Onderzoek het verhaal

Stimuleer je leidinggevende de gedachtegang achter zijn verhaal te verkennen en zijn conclusies op basis van de feiten te heroverwegen. Bijvoorbeeld: concludeert je leidinggevende dat je medewerker zich niet goed voorbereidt, dat ze zich gemakkelijk laat intimideren, of dat ze besluiteloos is? Idealiter help je je leidinggevende twee vragen te beantwoorden: ten eerste, beschik ik over genoeg feiten om tot deze negatieve conclusie te komen en ten tweede, is er een meer positieve conclusie te bedenken die deze feiten verklaart?

Podium en zichtbaarheid. Wanneer je met je leidinggevende praat, is het niet jouw doel om hem over te halen jouw perspectief over te nemen.
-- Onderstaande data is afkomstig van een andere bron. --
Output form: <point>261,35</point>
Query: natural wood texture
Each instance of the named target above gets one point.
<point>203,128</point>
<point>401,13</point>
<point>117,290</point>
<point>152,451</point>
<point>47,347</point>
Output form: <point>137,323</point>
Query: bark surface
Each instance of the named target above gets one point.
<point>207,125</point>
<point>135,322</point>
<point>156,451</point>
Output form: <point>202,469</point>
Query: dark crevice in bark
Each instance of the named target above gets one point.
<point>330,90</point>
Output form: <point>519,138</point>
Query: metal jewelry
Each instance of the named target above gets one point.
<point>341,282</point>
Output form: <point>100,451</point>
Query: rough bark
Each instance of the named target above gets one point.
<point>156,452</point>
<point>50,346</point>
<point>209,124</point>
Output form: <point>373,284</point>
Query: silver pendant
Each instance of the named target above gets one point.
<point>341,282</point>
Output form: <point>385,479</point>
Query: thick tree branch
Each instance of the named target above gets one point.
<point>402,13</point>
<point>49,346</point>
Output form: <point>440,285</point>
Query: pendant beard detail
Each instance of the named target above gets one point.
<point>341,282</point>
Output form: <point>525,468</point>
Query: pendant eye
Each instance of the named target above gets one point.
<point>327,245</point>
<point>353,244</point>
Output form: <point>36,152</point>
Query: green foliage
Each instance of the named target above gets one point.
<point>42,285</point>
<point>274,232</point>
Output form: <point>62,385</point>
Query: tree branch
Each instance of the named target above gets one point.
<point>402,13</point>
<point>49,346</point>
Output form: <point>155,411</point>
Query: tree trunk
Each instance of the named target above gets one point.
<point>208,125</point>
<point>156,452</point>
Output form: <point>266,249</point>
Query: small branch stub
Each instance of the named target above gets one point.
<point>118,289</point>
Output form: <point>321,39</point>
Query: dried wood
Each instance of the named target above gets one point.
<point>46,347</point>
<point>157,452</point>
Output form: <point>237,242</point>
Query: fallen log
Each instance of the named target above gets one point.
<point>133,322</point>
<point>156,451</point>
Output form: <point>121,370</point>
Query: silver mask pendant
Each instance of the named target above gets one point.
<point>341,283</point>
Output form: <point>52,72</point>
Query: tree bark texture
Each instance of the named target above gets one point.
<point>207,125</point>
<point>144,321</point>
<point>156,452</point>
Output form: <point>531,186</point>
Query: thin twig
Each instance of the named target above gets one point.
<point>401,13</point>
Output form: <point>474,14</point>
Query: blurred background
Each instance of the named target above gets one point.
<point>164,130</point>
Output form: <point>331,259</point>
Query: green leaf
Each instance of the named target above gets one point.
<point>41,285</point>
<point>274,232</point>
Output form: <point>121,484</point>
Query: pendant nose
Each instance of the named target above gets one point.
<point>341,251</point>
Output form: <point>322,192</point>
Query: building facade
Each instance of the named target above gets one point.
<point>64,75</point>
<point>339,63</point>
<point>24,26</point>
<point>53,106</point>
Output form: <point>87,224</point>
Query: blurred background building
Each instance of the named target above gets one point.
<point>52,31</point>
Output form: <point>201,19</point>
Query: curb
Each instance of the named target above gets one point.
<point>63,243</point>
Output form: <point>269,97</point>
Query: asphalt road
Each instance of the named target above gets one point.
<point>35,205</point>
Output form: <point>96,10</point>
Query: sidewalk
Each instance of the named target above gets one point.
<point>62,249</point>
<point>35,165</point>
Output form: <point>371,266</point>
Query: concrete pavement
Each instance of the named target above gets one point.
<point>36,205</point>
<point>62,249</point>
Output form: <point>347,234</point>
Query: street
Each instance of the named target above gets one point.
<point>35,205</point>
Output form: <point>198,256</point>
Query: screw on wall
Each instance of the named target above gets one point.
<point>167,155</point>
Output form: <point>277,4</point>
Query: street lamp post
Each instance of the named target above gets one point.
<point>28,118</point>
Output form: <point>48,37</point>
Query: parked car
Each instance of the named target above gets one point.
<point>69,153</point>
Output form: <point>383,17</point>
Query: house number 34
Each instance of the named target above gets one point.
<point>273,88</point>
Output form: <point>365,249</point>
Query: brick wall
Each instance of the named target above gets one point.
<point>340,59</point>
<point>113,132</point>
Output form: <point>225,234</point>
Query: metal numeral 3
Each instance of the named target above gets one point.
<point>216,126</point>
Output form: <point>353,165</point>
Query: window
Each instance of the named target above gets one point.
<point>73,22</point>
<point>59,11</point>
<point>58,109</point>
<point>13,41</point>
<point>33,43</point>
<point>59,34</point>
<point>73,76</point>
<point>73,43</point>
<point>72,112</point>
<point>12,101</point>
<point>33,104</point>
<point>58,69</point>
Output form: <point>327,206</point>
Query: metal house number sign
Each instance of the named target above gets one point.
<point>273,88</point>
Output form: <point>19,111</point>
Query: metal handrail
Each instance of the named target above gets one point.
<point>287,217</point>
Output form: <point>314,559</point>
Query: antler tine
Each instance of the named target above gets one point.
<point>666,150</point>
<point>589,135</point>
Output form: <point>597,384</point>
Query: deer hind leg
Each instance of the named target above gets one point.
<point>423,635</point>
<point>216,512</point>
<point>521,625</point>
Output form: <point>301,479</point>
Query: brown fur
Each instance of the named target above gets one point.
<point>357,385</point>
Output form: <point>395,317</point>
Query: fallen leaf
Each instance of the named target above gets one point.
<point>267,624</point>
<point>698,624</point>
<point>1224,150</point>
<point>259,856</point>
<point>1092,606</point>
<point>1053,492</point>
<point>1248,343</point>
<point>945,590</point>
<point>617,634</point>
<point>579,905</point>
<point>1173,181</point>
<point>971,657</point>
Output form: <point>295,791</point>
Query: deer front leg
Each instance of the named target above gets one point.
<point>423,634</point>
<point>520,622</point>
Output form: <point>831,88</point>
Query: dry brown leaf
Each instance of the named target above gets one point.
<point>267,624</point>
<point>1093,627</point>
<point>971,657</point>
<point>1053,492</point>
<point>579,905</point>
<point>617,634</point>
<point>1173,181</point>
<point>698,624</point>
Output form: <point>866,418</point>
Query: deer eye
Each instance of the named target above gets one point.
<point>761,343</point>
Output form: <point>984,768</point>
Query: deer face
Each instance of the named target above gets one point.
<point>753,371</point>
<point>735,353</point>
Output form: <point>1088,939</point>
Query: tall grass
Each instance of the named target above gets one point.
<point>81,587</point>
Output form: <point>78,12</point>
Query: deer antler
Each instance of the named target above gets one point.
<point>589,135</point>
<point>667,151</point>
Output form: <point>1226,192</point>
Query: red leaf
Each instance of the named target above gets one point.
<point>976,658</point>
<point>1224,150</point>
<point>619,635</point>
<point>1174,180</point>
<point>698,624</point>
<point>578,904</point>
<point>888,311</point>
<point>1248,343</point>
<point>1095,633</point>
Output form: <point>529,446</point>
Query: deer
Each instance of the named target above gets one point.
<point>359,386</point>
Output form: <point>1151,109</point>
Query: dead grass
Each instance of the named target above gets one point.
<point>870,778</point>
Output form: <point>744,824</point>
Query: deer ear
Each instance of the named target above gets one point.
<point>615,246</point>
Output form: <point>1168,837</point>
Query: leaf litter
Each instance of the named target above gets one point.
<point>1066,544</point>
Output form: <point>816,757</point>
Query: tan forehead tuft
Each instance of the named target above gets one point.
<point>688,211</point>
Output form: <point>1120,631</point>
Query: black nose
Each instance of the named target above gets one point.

Het is je doel ervoor te zorgen dat hij zijn eerste indrukken heroverweegt en dat hij openstaat voor nieuwe informatie. Deze informatie moet echter niet van jou komen, maar van je medewerker. Wat jij kunt doen, is je medewerker een podium bieden om haar kwaliteiten zichtbaar te maken. Zorg voor een gelegenheid waarbij ze zichzelf kan bewijzen en kan laten zien dat het wantrouwen van de leidinggevende onterecht is.

Neem zelf de verantwoordelijkheid voor het probleem

Als je het met je leidinggevende eens bent dat de medewerker haar houding moet aanpassen, aanvaard dan de verantwoordelijkheid daarvoor. Zeg niet dat het nu eenmaal zo moet omdat je leidinggevende dat wil. Leg aan de hand van natuurlijke gevolgen uit wat het verband is tussen haar gedrag en eventuele consequenties die voor haar belangrijk zijn. Ze moet de zakelijke redenen om te veranderen begrijpen, anders kan ze de bezwaren afdoen als onterecht of ongefundeerd.

Blijf bij de feiten. Hoe specifieker je bent, des te nuttiger het voor haar is. Het zou mooi zijn als ze zichzelf in actie kan zien op een video-opname, die je samen met haar beeld voor beeld kunt bekijken. Als je niet over een opname beschikt, geef dan citaten en concrete beschrijvingen. Volsta niet met haar te vertellen wat ze goed en fout doet. Beeld je in dat je een actrice helpt om haar rol beter te leren spelen. De nadruk ligt niet op haar woorden of op de inhoud van wat ze zegt, maar eerder op haar non-verbale signalen.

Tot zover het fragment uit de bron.